To analyze the engagement patterns of the “National Geographic” Facebook page by applying text mining techniques on the posts. The goal is to identify key themes, frequent topics, and clusters of related words, providing insights into the page’s content and audience interaction.
# Load required libraries
library(tm)
library(Rfacebook)
library(wordcloud)
library(SnowballC)
library(lda)
# Step 1: Facebook API Data Collection
token <- "YOUR_FACEBOOK_API_TOKEN"
N_timeline <- getPage(page = "NatGeo", token, n = 2000)
test <- N_timeline$message
test <- test[!is.na(test)]
# Step 2: Text Cleaning
myCorpus <- Corpus(VectorSource(test))
myCorpus <- tm_map(myCorpus, content_transformer(tolower))
myCorpus <- tm_map(myCorpus, removePunctuation)
myCorpus <- tm_map(myCorpus, removeNumbers)
myCorpus <- tm_map(myCorpus, removeWords, stopwords("english"))
# Step 3: Word Cloud
TDM <- TermDocumentMatrix(myCorpus, control=list(wordLengths=c(2, Inf)))
m <- as.matrix(TDM)
wordFreq <- sort(rowSums(m), decreasing=TRUE)
wordcloud(words=names(wordFreq), freq=wordFreq, scale=c(5, 0.5), min.freq=40)
# Save Word Cloud
png("images/wordcloud_facebook.png", width = 800, height = 800)
wordcloud(words=names(wordFreq), freq=wordFreq, scale=c(5, 0.5), min.freq=40)
dev.off()
[Fig. Word Cloud of National Geographic Facebook Page]
# Step 4: Bar Plot
barplot(subset(wordFreq, wordFreq>=40), las=2)
[Fig. Bar Chart of Word Frequencies]
# Step 5: Clustering (Dendrogram)
plot(hclust(dist(wordFreq)))
# Save Dendrogram
png("images/dendrogram_facebook.png", width = 800, height = 600)
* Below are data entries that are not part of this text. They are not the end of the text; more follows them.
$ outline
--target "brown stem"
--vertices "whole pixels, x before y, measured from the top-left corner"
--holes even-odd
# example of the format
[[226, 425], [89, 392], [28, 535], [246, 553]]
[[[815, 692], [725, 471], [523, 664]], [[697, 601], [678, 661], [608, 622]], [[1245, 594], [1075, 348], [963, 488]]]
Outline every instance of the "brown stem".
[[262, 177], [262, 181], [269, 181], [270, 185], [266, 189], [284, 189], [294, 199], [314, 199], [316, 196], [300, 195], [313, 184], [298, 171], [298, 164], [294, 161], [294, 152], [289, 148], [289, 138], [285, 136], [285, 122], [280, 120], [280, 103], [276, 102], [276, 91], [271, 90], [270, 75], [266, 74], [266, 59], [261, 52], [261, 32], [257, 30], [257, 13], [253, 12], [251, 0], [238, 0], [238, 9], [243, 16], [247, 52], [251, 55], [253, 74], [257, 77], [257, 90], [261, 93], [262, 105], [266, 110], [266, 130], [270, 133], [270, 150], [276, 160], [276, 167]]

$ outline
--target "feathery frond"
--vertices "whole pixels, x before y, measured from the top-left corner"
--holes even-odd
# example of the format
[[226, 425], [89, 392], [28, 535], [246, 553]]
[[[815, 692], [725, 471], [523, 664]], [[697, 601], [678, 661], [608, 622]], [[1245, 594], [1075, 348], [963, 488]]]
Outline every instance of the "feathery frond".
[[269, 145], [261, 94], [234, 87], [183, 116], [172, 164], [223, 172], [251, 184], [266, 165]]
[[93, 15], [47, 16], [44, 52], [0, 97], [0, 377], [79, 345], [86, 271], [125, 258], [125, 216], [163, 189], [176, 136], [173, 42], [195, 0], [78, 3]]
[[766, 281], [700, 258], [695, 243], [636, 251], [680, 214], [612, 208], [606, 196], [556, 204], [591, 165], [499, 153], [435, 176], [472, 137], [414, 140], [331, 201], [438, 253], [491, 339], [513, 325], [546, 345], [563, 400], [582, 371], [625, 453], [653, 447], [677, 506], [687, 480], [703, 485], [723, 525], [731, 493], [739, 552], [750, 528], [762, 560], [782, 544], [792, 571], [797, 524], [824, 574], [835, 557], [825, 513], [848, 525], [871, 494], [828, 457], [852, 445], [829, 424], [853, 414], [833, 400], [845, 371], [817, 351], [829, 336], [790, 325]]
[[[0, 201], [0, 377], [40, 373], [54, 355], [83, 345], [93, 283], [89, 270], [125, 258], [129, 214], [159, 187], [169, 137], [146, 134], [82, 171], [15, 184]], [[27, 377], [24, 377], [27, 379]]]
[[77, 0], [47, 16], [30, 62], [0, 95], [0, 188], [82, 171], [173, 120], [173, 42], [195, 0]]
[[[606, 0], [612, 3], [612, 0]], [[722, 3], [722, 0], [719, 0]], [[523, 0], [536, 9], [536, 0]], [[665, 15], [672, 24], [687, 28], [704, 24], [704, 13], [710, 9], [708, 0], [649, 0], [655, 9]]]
plot(hclust(dist(wordFreq)))
dev.off()
[Fig. Dendrogram for Text Clustering]
# Step 6: Topic Modeling (LDA)
corpusLDA <- lexicalize(myCorpus)
ldaModel <- lda.collapsed.gibbs.sampler(corpusLDA$documents, K=10, vocab=corpusLDA$vocab, burnin=9999, num.iterations=1000, alpha=1, eta=0.1)
top.words <- top.topic.words(ldaModel$topics, 10, by.score=TRUE)
[Fig. Topic Modeling Output]
The full code for this project, including data collection, text cleaning, word cloud generation, clustering, and topic modeling, is available on GitHub.
Key tools and libraries used in this project:
In this project, we successfully analyzed the engagement patterns of the “National Geographic” Facebook page through various text mining techniques. Key findings indicate a strong focus on wildlife photography and conservation. Future improvements could involve sentiment analysis to determine audience reactions and further investigation into time-based engagement trends.